Putting Up with the Ugly Duckling
After the wheel was invented, some cave dwellers undoubtedly complained that ruts would ruin the footpaths. Many millenniums later, in the 1840s, farmers of New York's Suffolk County rebelled against another recent invention; they tore up railway tracks, put the torch to depots and caused wrecks by loosening rail ties. The iron horse was evil, they complained; its sparks set fields afire, its bells and noisy clatter shocked cows into withholding milk, and its soot soiled laundry. Decades later, the first autos were denounced for scaring horses and for spewing objectionable fumes.

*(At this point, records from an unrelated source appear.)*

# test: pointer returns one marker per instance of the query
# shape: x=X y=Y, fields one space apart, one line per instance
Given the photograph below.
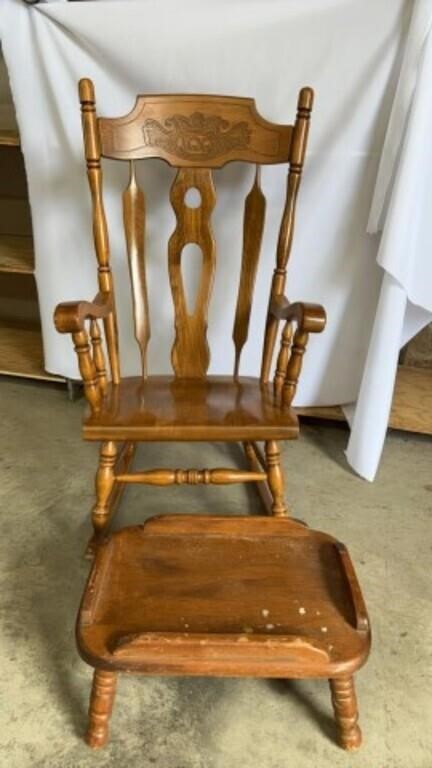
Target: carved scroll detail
x=134 y=224
x=197 y=137
x=190 y=353
x=253 y=227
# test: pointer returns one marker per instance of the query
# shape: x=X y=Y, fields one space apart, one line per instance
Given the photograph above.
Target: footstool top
x=233 y=596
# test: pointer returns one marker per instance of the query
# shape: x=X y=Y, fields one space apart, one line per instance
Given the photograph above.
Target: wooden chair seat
x=224 y=596
x=167 y=408
x=196 y=135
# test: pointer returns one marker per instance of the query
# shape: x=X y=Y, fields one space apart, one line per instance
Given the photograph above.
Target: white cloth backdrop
x=350 y=52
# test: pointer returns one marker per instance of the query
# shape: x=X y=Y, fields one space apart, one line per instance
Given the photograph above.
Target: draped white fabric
x=350 y=52
x=402 y=207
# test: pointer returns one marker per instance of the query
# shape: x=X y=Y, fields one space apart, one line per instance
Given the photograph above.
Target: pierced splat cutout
x=190 y=354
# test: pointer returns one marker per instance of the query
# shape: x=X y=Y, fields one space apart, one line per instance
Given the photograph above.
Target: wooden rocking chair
x=195 y=134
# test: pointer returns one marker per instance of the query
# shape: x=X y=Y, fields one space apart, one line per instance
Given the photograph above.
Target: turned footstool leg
x=345 y=708
x=101 y=704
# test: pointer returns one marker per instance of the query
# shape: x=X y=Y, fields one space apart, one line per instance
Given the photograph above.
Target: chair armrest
x=310 y=318
x=70 y=316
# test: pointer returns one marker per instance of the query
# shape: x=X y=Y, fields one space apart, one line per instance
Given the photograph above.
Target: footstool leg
x=101 y=704
x=345 y=708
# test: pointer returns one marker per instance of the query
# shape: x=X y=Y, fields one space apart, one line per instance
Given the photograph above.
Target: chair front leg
x=275 y=478
x=105 y=480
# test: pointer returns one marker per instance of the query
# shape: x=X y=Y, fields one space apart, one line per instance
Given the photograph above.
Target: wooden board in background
x=21 y=352
x=16 y=254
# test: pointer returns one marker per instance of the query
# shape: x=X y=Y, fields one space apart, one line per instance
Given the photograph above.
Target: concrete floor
x=46 y=493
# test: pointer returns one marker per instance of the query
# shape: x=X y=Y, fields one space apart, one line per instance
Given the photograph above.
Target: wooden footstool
x=223 y=596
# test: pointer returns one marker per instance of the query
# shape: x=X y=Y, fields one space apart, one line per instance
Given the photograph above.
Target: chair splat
x=190 y=354
x=134 y=225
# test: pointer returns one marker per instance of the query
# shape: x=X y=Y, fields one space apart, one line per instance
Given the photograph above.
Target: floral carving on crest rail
x=197 y=137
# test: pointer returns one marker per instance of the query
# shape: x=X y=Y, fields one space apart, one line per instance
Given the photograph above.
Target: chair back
x=194 y=134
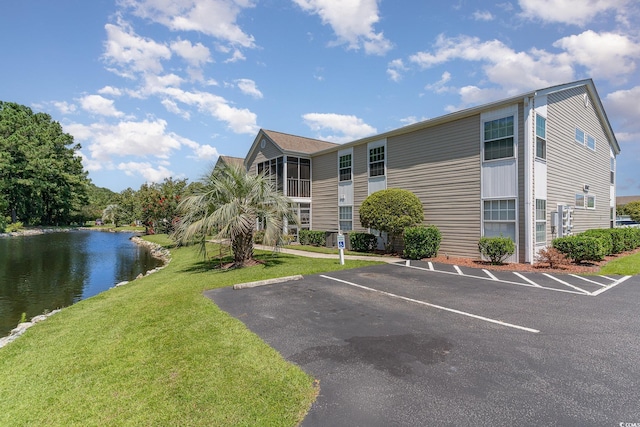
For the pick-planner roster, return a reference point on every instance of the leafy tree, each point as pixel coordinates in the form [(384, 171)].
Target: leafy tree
[(41, 177), (391, 211), (228, 206)]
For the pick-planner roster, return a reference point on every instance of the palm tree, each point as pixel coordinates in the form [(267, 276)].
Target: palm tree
[(228, 206)]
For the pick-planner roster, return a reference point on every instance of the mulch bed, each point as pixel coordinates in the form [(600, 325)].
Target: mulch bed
[(567, 268)]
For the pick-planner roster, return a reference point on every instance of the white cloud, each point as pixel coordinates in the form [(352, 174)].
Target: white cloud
[(215, 18), (605, 55), (575, 12), (239, 120), (395, 69), (64, 107), (348, 127), (132, 53), (205, 152), (97, 104), (440, 86), (248, 87), (146, 170), (483, 15), (196, 55), (352, 21), (110, 90), (128, 138)]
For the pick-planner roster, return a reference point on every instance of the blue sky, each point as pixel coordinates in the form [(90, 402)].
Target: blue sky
[(159, 88)]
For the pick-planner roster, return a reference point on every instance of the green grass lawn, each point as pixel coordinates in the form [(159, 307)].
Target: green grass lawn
[(156, 352), (625, 266)]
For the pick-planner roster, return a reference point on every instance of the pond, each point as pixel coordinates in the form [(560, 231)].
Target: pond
[(44, 272)]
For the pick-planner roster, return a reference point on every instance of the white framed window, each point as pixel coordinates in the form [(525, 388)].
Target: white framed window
[(580, 136), (376, 161), (541, 221), (345, 218), (344, 167), (500, 218), (498, 138), (586, 201), (541, 137)]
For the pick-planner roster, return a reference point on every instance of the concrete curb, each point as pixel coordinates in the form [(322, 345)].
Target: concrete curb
[(266, 282)]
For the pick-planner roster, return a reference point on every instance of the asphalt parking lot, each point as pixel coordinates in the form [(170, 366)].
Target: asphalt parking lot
[(434, 345)]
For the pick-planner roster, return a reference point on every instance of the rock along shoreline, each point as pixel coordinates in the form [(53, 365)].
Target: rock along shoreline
[(157, 251)]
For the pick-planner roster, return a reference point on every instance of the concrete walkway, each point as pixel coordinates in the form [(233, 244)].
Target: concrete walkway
[(387, 259)]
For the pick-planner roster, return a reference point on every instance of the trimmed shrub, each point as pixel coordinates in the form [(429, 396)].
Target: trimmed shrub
[(496, 249), (581, 248), (551, 256), (258, 237), (363, 242), (312, 237), (603, 234), (421, 242)]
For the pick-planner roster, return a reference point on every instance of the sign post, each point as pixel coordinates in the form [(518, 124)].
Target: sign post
[(341, 246)]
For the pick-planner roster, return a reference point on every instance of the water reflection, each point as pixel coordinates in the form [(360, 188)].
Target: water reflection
[(50, 271)]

Major technological innovations, it seems, have often been rejected by large segments of the public possessed by an almost Luddite aversion to change. That still seems true today. Witness the current international flap over whether the Concorde supersonic passenger jet will be allowed to land at New York City's John F. Kennedy airport. Supporters of the Concorde hail the sleek, needle-nosed jet as a revolutionary globe-shrinker. Meanwhile, legions of determined opponents damn it as a threat to their community's quality of life and a menace to the world's environment.
A number of doomsday arguments have been raised against the Concorde, as well as against the ill-fated Boeing SST that was scrapped in 1971. There were prophecies that supersonic aircraft would emit such great quantities of water vapor that a permanent cloud barrier would shut out the sun; this "greenhouse" effect would dangerously raise the earth's surface temperature. There were also predictions of skin cancer epidemics: nitrogen oxides released by the SSTs would destroy the ozone layer that partly shields the earth against the sun's lethal ultraviolet radiation. Then too, the SST's fumes were denounced as a potential new cause of massive pollution.

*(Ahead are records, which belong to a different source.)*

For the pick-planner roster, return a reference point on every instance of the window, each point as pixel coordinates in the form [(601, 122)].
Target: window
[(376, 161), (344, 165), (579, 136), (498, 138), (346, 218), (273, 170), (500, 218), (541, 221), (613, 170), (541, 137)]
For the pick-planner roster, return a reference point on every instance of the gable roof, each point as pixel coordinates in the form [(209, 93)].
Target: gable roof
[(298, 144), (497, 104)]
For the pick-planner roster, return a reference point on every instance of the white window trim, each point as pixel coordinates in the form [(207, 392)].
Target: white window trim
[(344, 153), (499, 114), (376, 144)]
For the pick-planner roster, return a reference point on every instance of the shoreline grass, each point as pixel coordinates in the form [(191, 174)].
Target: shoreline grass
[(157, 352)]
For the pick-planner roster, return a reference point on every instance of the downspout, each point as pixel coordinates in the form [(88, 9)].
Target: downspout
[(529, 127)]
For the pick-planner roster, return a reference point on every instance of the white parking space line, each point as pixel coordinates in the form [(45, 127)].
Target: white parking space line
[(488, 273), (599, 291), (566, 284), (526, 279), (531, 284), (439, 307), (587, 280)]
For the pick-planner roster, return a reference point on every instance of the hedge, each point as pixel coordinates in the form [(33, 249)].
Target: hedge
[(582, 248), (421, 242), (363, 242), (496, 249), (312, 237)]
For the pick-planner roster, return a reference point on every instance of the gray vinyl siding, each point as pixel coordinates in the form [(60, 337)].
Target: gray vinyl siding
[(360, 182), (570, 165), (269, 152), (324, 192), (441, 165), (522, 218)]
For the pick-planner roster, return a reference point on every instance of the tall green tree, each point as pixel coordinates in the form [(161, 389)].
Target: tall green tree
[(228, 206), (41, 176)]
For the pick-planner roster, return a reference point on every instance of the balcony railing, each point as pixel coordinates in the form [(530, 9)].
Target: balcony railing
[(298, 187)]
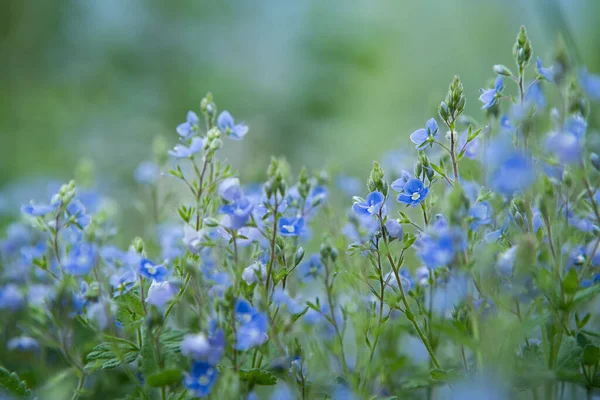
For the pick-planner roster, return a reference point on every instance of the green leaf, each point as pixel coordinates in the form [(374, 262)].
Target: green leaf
[(164, 378), (571, 282), (11, 383), (257, 377)]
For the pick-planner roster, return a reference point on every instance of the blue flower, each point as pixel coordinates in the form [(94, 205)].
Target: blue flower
[(37, 210), (187, 128), (424, 136), (201, 348), (394, 228), (82, 259), (398, 184), (227, 125), (546, 73), (147, 173), (181, 151), (311, 268), (590, 84), (201, 378), (568, 144), (291, 226), (123, 283), (413, 192), (371, 206), (488, 97), (160, 293), (252, 331), (152, 271), (239, 212)]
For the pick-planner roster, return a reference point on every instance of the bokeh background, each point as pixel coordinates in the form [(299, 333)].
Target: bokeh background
[(325, 83)]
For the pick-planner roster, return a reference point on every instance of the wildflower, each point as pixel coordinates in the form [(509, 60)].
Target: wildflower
[(147, 173), (181, 151), (160, 293), (37, 210), (371, 206), (123, 283), (546, 73), (152, 271), (590, 84), (201, 348), (239, 212), (568, 143), (227, 125), (201, 378), (413, 192), (424, 136), (488, 97), (82, 259), (187, 128), (291, 226)]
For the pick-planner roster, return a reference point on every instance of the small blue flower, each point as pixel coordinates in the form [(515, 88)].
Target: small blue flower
[(181, 151), (239, 212), (371, 206), (201, 378), (546, 73), (227, 125), (190, 125), (123, 283), (147, 173), (590, 84), (37, 210), (413, 193), (152, 271), (82, 259), (160, 293), (488, 97), (291, 226), (424, 136)]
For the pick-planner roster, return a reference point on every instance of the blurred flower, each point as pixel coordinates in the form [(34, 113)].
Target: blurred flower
[(152, 271), (371, 206), (160, 293), (227, 125), (201, 378), (187, 128), (413, 192), (424, 136), (488, 97), (147, 173)]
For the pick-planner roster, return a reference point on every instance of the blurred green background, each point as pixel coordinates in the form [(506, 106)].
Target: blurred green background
[(325, 83)]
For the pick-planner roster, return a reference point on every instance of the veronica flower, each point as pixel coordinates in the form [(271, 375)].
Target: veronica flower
[(201, 378), (160, 293), (425, 136), (291, 226), (371, 206), (190, 125), (227, 125), (152, 271), (82, 259), (488, 97), (239, 212), (413, 192), (123, 283), (181, 151), (546, 73)]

By and large, these dangers have turned out to be exaggerated. Most scientists now believe that it would take a fleet of at least 100 SSTs to produce even a minimal greenhousing effect; no more than 16 Concordes are likely to be manufactured. Future generations of SSTs will probably be designed to emit much less water vapor. As for pollution, the plane's emissions fall within generally accepted levels. The available evidence does not substantiate the fears of ozone destruction. Compared with the thousands of U.S., Soviet and West European supersonic warplanes that crisscross the skies, the tiny Concorde fleet could not possibly have much impact on the ozone.
The most serious remaining objection to the Concorde is the noise it inflicts on people who live near airports. As long as the Concordes are limited to speeds below Mach 1 (660 m.p.h. at sea level) while flying over land, the black visions of perpetual sonic boom and house-crumbling roars are without any substance.